The plot lurches away from Alice on a couple more jaunts, one where Pierre and Helene wring their hands over all the time Laura is spending with the boyfriend they know so little about. He drives an SUV — is he a drug dealer? He gives her an expensive watch — is he older? What are his intentions? Who is he?
This newest problem is treated here as just another normal anxiety for the parents of a modern teenager, but please — and this should perhaps be directed only to the parents of French teenagers who exist only in movies — just meet your adolescent daughter's boyfriend once, once, in the year they're seeing each other.
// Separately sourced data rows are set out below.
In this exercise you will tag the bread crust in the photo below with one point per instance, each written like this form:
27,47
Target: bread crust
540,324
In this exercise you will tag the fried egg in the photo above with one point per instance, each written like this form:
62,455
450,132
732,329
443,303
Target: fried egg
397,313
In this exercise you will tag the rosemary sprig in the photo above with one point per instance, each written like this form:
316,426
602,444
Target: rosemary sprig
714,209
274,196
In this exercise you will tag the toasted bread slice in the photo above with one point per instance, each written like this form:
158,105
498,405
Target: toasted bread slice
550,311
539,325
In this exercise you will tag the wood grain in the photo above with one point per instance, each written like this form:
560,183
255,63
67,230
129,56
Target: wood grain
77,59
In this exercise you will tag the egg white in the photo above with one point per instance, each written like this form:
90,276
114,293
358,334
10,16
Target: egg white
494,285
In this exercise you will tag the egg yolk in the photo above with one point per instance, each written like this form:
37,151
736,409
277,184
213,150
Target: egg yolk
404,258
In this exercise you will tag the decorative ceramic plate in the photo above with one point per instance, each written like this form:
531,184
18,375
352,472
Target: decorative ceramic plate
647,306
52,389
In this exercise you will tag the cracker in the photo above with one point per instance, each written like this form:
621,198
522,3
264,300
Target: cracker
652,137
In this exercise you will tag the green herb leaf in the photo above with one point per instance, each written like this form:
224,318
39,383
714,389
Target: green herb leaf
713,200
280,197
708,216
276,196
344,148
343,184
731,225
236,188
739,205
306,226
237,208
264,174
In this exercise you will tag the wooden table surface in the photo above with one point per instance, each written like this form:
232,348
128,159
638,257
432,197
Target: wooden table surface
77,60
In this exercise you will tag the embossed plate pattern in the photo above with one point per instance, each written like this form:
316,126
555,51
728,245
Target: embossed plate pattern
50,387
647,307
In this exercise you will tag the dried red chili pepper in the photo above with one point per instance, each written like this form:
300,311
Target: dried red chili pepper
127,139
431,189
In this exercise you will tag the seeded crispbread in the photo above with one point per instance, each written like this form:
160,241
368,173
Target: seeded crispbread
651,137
It really will take out some of that painful guesswork.
Expanding the story into an ensemble piece balances some of Alice's self-absorption but also blunts her unique point of view. Woody Allen's movies have often explored an idea successfully through exaggeration, but Paris-Manhattan is a poor imitation, safely skimming the surface when a deep dive into a warped perspective would be far more interesting.
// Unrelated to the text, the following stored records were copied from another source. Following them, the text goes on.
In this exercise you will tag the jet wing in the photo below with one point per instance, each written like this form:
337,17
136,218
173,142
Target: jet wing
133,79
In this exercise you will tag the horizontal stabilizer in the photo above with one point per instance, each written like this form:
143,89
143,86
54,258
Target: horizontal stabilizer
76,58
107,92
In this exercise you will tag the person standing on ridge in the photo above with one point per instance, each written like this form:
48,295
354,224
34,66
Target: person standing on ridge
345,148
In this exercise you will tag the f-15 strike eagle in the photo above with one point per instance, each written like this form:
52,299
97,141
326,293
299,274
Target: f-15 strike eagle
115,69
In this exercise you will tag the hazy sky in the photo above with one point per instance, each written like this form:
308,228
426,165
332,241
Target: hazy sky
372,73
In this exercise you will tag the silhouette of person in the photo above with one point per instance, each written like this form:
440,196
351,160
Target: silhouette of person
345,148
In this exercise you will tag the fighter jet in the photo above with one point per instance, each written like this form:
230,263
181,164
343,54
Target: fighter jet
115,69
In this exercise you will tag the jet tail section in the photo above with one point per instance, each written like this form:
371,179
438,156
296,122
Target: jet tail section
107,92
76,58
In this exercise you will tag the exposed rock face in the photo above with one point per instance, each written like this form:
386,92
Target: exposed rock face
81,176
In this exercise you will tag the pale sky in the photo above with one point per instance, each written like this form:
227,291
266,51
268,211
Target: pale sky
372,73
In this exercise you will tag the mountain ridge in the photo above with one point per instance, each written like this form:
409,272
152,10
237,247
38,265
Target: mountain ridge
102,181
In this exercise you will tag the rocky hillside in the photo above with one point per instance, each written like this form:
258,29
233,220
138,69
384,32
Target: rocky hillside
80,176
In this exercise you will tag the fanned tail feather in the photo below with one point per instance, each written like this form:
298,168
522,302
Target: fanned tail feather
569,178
When Alice comes back into focus, it's clear that the central flaw of Paris-Manhattan is in its underwritten heroine. Alice hasn't made the mistake of seeing her life as a Woody Allen movie — it's just that she thinks life should play by those movies' off-kilter rules. The script doesn't make a judgment as to whether that's a bad thing or not, and it's unclear whether the reason Alice is single is her oversaturation with Woody Allen or that she just hasn't met the right guy yet.
The film's refusal to take a side on these questions — or even to make a statement about Allen himself — robs it of specificity. And on the topics of love, sex, life and the effect of art on how we live, Woody Allen has had a lot to say. Innocuous as it is, Paris-Manhattan does not.